The old good European novel used to be full of cosmopolitan and experimental characters, obsessed with Mitteleuropa and exile. Things have changed quite a bit, so what’s the European novel in the age of Brexit and deaths at sea in the Mediterranean? In this extraordinary panel discussion, two major award-winning writers discuss how the tradition of the European novel can still try to establish a new canon in the face of political turmoil, investigating the bleeding edges of Europe and switching the focus onto neglected geographies and voices.
Three authors born outside of the UK, each with a different background, discuss what it means to become a Londoner. Being a foreigner, finding a home, embracing a different language along with the London state of mind – what does all this mean, especially if you’re a writer? The three authors are all included in Lucifer over London / London as a second language, a collection of short stories devised by Babel (Festival of Translation in Bellinzona, Switzerland) and published by Milan-based Humboldt Books.

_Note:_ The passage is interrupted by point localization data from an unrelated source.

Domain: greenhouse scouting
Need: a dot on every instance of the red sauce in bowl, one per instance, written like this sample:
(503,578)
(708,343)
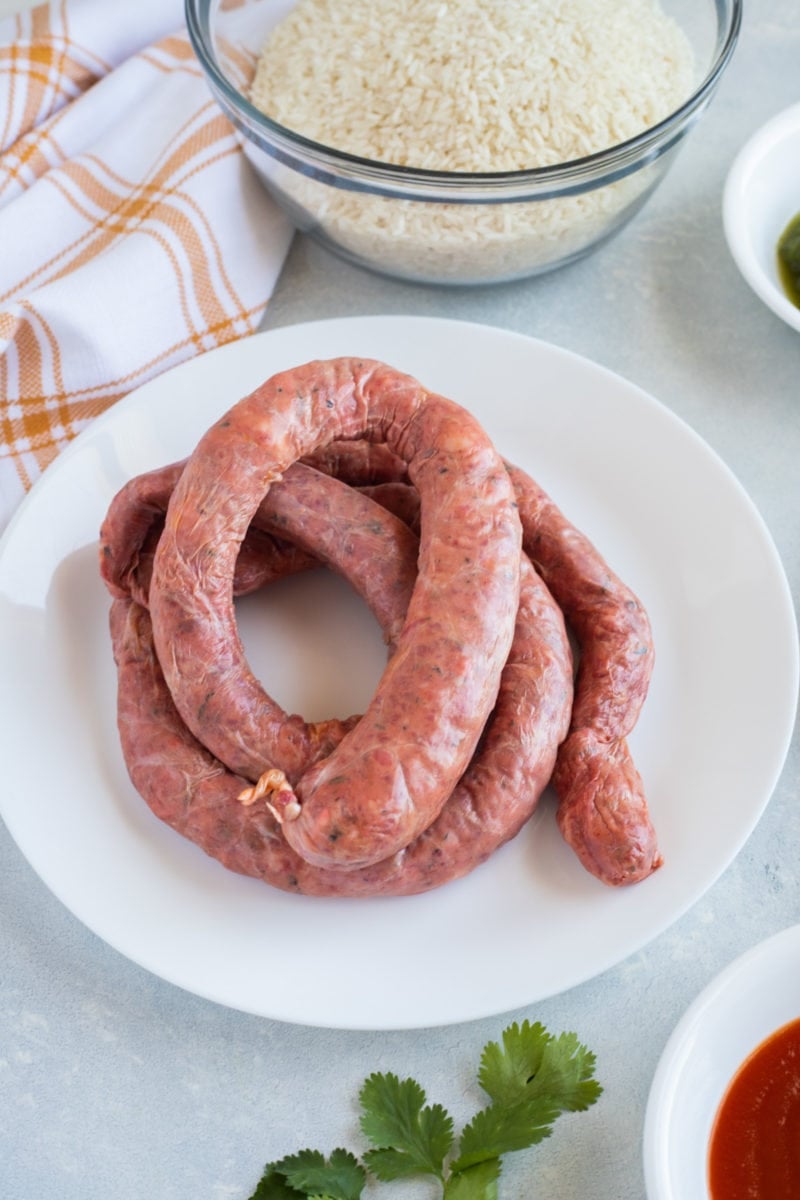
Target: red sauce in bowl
(755,1149)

In an age of post-truth and media manipulation, how can we investigate some of the most controversial incidents of our times? Forensic Oceanography – the affiliate group of Turner Prize-nominated Forensic Architecture – is an independent research agency that documents the violence perpetrated against migrants attempting to cross the Mediterranean Sea. Like Forensic Architecture, it employs a range of advanced research techniques (including video, computer graphic, investigative journalism) on behalf of international prosecutors and human rights organisations. With the participation of Amnesty International, this talk will look at the current migration crisis from the first-hand perspective of those who are shedding light on it and fight to end human rights abuse against migrants.
Is there a way to fight the resurgence of nationalism? The second day of our festival starts with a panel discussion about politics in Italy, in Europe, and the dark force that seems to increasingly connect them. After managing to become Italy’s main political player, the Lega seems to be the new driving force for Europe’s nativist parties. All eyes are now set on the next European Elections, when, while the EU will still be rebounding from the Brexit divorce, nationalist movements will try and seize the European Parliament.
An exclusive poetry performance featuring authors from Wretched Strangers, a poetry anthology that marks the contribution of innovative foreign-born writers to UK’s poetry culture. Published to commemorate the anniversary of the 2016 EU Referendum, Wretched Strangers documents the challenges faced by writers from elsewhere, while offering hopeful re-conceptions of “shared foreignness”. Proceeds from the book are donated to charities fighting for the rights of refugees. A Q&A will follow the performance.
A special workshop with translator Vincenzo Latronico (also a panelist in The politics of translation). Drawing from his experience as a lecturer and with running workshops, Vincenzo will use samples from different translations of F.S. Fitzgerald’s work to offer an introduction to literary translation, inviting the participants to take part in a few simple interactive activities. Just bring a notebook, a pen, and your passion for words.
Join us in the atmospheric theatre’s bar for a special DJ set.
No booking required.
Entry subject to capacity.
How can writers engage with the reality of their country, beyond easy clichés or postcard-like visions? In this conversation, award-winning Sardinian author, journalist, and activist Michela Murgia talks about the relationship between realism and the myths of one’s homeland, and how a writer or an intellectual can be vocal about the most compelling political issues of their time. Michela Murgia will be joined by another special guest, award-winning author Ben Okri, making this a truly extraordinary conversation.